The map \(f \mapsto f_n\) does not give a homomorphism from G to \(G_n\) (it is not even well-defined for all elements of G), and even if we induce a mapping from G to \(G_n\) using a finite generating set of G, it will typically not give a homomorphism (the group G is not residually finite).

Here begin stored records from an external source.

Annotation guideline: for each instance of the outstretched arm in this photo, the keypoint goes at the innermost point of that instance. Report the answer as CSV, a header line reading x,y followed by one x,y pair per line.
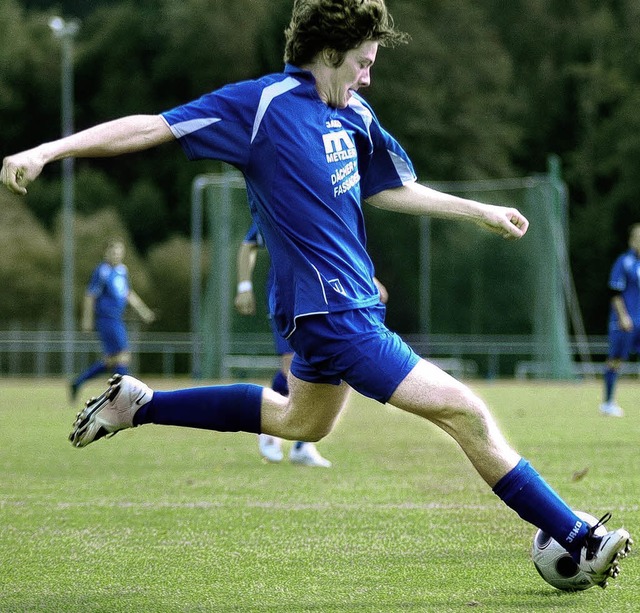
x,y
124,135
417,199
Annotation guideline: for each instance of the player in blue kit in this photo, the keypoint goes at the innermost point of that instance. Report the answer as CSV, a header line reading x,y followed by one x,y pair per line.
x,y
312,151
624,318
108,294
270,447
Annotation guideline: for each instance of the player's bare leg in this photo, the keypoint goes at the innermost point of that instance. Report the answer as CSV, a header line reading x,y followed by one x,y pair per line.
x,y
307,414
433,394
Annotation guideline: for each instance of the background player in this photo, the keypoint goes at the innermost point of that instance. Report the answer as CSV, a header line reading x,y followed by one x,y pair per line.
x,y
108,293
624,318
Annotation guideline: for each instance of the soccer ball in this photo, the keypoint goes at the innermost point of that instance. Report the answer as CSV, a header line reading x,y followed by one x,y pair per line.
x,y
554,563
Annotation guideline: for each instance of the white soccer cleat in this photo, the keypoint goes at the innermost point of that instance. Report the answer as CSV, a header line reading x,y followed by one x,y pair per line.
x,y
270,448
600,556
611,409
110,412
308,455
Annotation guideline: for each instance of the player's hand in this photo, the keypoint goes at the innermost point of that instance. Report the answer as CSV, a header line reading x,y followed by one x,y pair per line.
x,y
505,221
148,316
19,170
245,303
626,323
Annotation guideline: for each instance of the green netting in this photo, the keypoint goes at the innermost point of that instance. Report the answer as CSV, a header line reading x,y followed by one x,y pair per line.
x,y
481,284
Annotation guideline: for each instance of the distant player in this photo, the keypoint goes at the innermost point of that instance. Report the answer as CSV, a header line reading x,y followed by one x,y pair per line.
x,y
270,447
108,294
312,151
624,318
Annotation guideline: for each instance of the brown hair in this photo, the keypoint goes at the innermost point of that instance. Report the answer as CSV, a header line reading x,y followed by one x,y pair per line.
x,y
340,25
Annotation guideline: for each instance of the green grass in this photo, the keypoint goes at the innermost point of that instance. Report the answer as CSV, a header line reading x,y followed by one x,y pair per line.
x,y
170,520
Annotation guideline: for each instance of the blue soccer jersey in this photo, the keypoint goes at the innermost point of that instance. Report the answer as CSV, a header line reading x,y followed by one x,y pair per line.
x,y
307,167
109,285
625,278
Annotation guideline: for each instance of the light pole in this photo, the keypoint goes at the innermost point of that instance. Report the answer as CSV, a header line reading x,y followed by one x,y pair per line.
x,y
66,31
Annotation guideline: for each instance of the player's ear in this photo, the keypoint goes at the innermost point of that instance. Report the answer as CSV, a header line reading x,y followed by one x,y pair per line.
x,y
331,57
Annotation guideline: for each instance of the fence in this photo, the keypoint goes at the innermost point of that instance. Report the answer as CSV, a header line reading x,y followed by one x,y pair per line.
x,y
40,353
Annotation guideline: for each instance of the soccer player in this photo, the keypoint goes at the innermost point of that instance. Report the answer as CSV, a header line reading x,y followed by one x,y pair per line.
x,y
107,296
624,318
312,151
270,447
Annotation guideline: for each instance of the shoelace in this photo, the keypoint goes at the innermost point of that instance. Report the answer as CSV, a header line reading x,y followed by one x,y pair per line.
x,y
592,542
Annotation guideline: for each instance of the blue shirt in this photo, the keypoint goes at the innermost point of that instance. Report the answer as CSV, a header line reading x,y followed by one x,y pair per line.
x,y
625,278
109,285
307,168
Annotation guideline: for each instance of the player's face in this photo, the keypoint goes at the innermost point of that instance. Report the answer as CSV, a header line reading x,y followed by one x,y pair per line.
x,y
351,75
115,254
634,239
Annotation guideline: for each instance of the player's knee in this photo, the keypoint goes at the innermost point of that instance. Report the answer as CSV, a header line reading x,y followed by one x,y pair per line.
x,y
464,410
307,432
119,359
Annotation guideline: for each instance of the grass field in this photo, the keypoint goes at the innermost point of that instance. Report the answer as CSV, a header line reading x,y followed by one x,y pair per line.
x,y
170,520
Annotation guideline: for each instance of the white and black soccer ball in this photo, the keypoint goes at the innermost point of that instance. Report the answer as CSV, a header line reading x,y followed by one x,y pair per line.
x,y
554,563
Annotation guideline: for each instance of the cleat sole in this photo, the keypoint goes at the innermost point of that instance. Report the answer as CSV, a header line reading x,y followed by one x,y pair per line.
x,y
92,408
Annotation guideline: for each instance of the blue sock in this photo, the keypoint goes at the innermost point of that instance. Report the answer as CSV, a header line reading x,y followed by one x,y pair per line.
x,y
93,371
610,377
529,495
121,369
279,383
225,408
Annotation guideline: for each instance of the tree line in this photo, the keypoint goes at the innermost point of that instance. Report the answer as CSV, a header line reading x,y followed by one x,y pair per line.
x,y
486,89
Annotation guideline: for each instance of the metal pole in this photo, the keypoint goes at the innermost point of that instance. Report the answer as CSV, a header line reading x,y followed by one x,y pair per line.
x,y
66,32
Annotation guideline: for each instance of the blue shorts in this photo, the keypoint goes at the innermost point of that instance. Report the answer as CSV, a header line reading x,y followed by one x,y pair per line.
x,y
353,346
622,344
282,344
113,335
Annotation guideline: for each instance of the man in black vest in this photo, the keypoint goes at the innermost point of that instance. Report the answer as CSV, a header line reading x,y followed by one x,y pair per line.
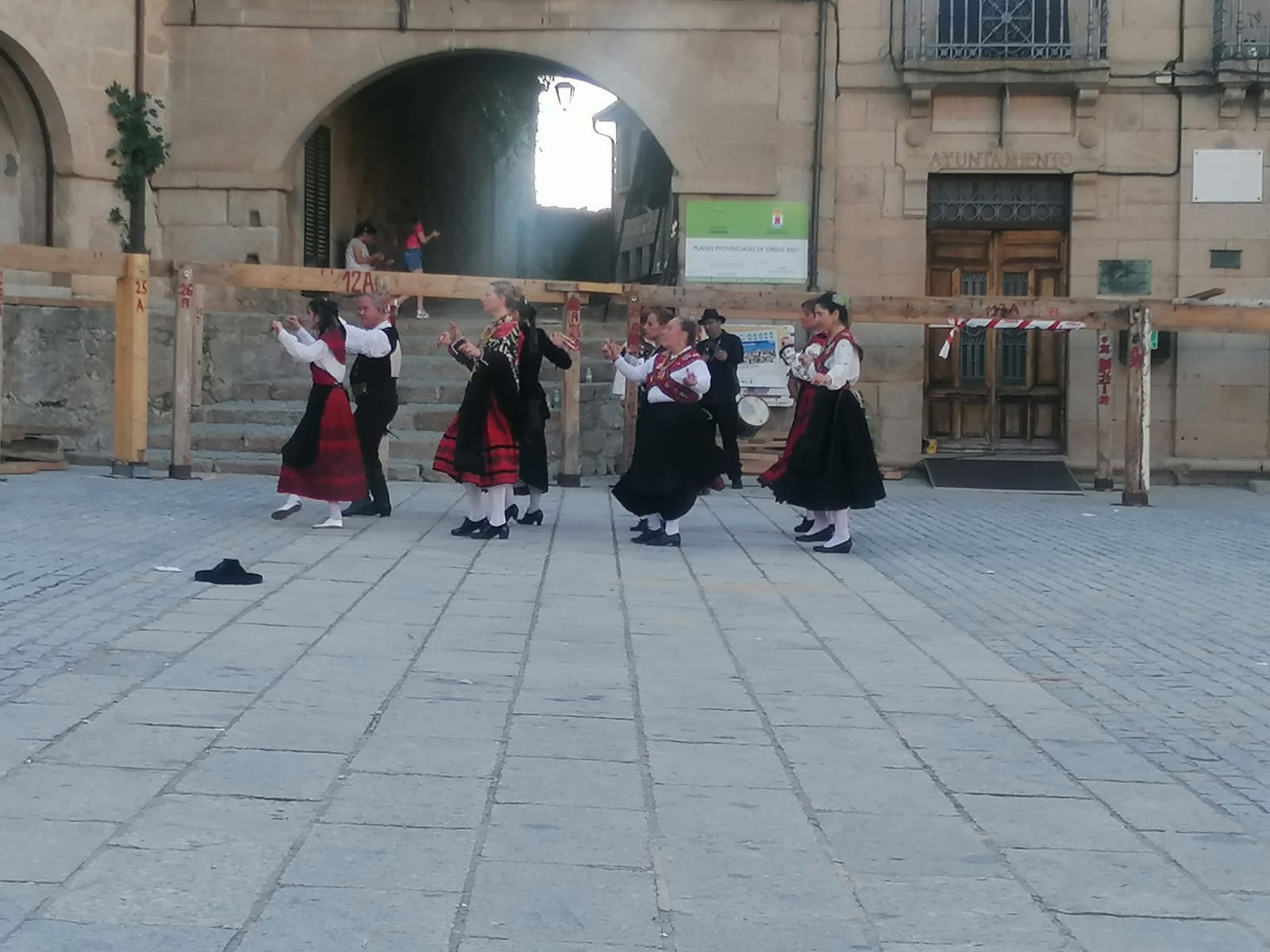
x,y
725,353
374,382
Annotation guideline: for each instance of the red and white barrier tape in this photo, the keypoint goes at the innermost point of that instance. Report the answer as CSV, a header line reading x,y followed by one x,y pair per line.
x,y
1003,324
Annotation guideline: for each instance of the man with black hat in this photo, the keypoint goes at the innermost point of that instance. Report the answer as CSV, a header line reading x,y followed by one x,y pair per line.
x,y
725,353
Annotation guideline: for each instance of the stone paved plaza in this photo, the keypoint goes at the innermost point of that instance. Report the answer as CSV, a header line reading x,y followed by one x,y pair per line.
x,y
1013,724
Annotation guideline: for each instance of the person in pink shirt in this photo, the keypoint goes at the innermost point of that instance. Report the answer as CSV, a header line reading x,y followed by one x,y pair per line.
x,y
413,255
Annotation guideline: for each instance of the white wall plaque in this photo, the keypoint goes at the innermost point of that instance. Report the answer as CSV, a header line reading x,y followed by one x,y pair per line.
x,y
1227,175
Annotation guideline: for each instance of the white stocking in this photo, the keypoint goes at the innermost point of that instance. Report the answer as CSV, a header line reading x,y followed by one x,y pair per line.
x,y
841,528
498,505
473,498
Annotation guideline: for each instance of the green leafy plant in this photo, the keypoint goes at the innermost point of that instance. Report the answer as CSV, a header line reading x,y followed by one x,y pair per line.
x,y
140,152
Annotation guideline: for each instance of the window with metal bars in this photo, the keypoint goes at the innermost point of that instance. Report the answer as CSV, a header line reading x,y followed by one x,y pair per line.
x,y
318,198
999,201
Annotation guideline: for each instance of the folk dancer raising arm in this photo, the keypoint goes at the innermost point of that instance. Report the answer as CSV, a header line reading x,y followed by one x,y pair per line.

As long as information is “not passed around the cycle,” we see the same relations in both G and \(G_n\), through the mapping constructed above. The following lemma states a weak version of this fact:

Lemma 5

Let \(f^1, ..., f^k \in G\) with \(f^i = \sigma ^{\ell _i} \circ g^i\), where \(g^i\) is inert. Let \(g^i\) have strong shift-invariant radius \(R_i\) and let \(|m_i|\) be minimal such that \(\sigma ^{-m_i} \circ g^i \circ \sigma ^{m_i}\) has strong radius \(R_i\). Let \(t = \sum _j |\ell _j|\). Suppose that for some h, \([m_i-t-R_i, m_i+t+R_i] \subset [h, h+n-1]\) for all i. Then, \((f^1 \circ \cdots \circ f^k)_n = f^1_n \circ \cdots \circ f^k_n\).

Proof

First, we reduce to the inert case.

Observe that by iterating Lemma 4 the RHS of the equality is

$$\begin{aligned} f^1_n \circ \cdots \circ f^k_n = \sigma ^{\ell _1}_n \circ g^1_n \circ \cdots \circ \sigma ^{\ell _k}_n \circ g^k_n = \sigma ^{\sum _j \ell _j}_n \circ h^1_n \circ \cdots \circ h^k_n \end{aligned}$$

where \(h^i = \sigma ^{-t_i} \circ g^i \circ \sigma ^{t_i}\) for some \(|t_i| \le t\) (where \(t_i\) is some partial sum). In particular, the \(h^i\) are inert with strong shift-invariant radius \(R_i\). The LHS on the other hand is

$$\begin{aligned} (f^1 \circ \cdots \circ f^k)_n = (\sigma ^{\sum _j \ell _j} \circ h^1 \circ \cdots \circ h^k)_n = \sigma ^{\sum _j \ell _j}_n \circ (h^1 \circ \cdots \circ h^k)_n \end{aligned}$$

by definition.

We may thus assume \(\ell _i = 0\) for all i, by replacing each \(m_i\) with \(m_i + t_i\) (after which the corresponding assumption \([m_i - R_i, m_i + R_i] \subset [h, h+n-1]\) still holds), and by cancelling the common part \(\sigma ^{\sum _j \ell _j}_n\). We have then reduced the problem to the case where the \(f^i = g^i = h^i\) are inert.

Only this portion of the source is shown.